Basic Buttercream and Cupcake Piping



There are many ways to sandwich your cakes together or ice cupcakes. Some people use whipped double cream and jam to sandwich, but one of the most common ways to ice cupcakes is to use buttercream. Buttercream can have an assortment of colours and flavours added to enhance the appearance and taste, and can also be used for sandwiching and crumbcoating cakes.

For now, we'll look at basic vanilla buttercream and cupcake piping. I'll go over adding other flavours along with sandwiching and covering cakes later.

To make a basic buttercream, you'll need the following:

Butter (proper butter is best here; rather than margarine/baking spread)
Icing (Confectioners) Sugar
Vanilla extract
Water or Milk

I've found that it usually takes around 200g of butter, and 500g of icing sugar (1 small box of icing sugar - saves weighing it out!) to ice 12 cupcakes. This amount will sandwich and cover a 7" cake easily too.
If you need more or less buttercream, you can adjust the weights to suit. The ratio I use (as per the ingredients above) is 1 butter:2.5 icing sugar.
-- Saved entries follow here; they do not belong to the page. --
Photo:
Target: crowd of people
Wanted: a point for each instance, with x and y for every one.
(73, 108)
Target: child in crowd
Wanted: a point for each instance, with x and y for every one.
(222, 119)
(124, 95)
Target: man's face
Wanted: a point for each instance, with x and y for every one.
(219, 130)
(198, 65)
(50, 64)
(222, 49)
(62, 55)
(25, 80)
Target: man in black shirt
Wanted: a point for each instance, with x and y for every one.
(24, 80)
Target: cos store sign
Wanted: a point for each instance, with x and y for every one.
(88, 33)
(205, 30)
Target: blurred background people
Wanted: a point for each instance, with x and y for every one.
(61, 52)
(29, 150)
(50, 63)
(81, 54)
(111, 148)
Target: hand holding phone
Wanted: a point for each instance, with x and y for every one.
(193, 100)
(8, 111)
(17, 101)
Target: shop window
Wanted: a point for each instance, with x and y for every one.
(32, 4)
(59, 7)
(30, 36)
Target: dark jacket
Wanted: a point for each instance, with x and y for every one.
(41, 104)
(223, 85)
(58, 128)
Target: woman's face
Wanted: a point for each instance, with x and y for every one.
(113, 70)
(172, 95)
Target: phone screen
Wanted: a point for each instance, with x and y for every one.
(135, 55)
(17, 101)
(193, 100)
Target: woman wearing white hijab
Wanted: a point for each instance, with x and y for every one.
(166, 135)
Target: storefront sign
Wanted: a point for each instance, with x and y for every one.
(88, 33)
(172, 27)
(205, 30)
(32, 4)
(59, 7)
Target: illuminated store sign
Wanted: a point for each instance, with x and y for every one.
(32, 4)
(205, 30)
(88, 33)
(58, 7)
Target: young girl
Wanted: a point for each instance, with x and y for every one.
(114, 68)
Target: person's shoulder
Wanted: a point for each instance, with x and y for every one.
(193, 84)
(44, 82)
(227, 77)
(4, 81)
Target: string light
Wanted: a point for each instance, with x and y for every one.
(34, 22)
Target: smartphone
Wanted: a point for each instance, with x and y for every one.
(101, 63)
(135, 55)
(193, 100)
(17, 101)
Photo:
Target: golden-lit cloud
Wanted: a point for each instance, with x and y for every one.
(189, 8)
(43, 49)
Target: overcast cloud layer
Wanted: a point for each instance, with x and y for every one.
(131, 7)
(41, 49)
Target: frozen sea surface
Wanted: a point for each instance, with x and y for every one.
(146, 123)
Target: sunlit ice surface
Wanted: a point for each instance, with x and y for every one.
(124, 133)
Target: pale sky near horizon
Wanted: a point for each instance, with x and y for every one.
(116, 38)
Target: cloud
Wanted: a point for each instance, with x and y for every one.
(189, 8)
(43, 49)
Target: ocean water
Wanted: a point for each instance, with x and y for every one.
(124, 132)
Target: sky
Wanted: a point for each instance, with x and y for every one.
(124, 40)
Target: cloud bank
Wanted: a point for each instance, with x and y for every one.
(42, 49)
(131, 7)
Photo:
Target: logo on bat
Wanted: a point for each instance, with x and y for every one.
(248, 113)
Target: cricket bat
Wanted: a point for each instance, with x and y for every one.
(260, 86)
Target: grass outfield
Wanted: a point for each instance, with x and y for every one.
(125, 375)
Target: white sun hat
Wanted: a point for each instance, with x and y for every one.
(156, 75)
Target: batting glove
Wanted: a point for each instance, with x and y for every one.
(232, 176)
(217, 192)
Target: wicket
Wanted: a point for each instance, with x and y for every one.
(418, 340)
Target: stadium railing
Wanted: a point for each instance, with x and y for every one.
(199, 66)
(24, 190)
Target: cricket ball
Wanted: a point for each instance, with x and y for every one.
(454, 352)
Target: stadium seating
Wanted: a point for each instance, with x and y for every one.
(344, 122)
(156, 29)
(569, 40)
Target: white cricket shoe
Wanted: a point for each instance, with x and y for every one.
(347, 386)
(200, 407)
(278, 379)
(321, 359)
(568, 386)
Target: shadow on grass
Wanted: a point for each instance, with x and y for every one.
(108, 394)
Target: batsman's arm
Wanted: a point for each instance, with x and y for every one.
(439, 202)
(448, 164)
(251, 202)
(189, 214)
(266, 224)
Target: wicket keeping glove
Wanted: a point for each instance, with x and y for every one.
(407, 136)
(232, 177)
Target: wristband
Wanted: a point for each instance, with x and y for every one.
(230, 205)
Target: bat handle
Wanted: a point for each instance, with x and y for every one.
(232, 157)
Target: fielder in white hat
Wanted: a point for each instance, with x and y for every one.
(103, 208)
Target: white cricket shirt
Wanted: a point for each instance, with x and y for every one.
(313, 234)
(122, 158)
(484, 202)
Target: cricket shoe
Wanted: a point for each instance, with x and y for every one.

So, 100g of butter needs 250g of icing sugar, 200g of butter needs 500g of icing sugar, 300g of butter needs 750g and so on.
  • Start by weighing your butter and icing sugar to the ratio above.
  • Put the butter into a mixing bowl and beat until pale and fluffy. (Again, a non slip mat and a hand or stand mixer saves arm ache!) 
If you have a not-so-sweet tooth, you can use salted or slightly-salted butter to take the edge off the sweetness of the finished buttercream. I've always had a sweet tooth, so I just get whatever butter is available locally.  
  • Sift in the icing sugar a little at a time and beat until incorporated.  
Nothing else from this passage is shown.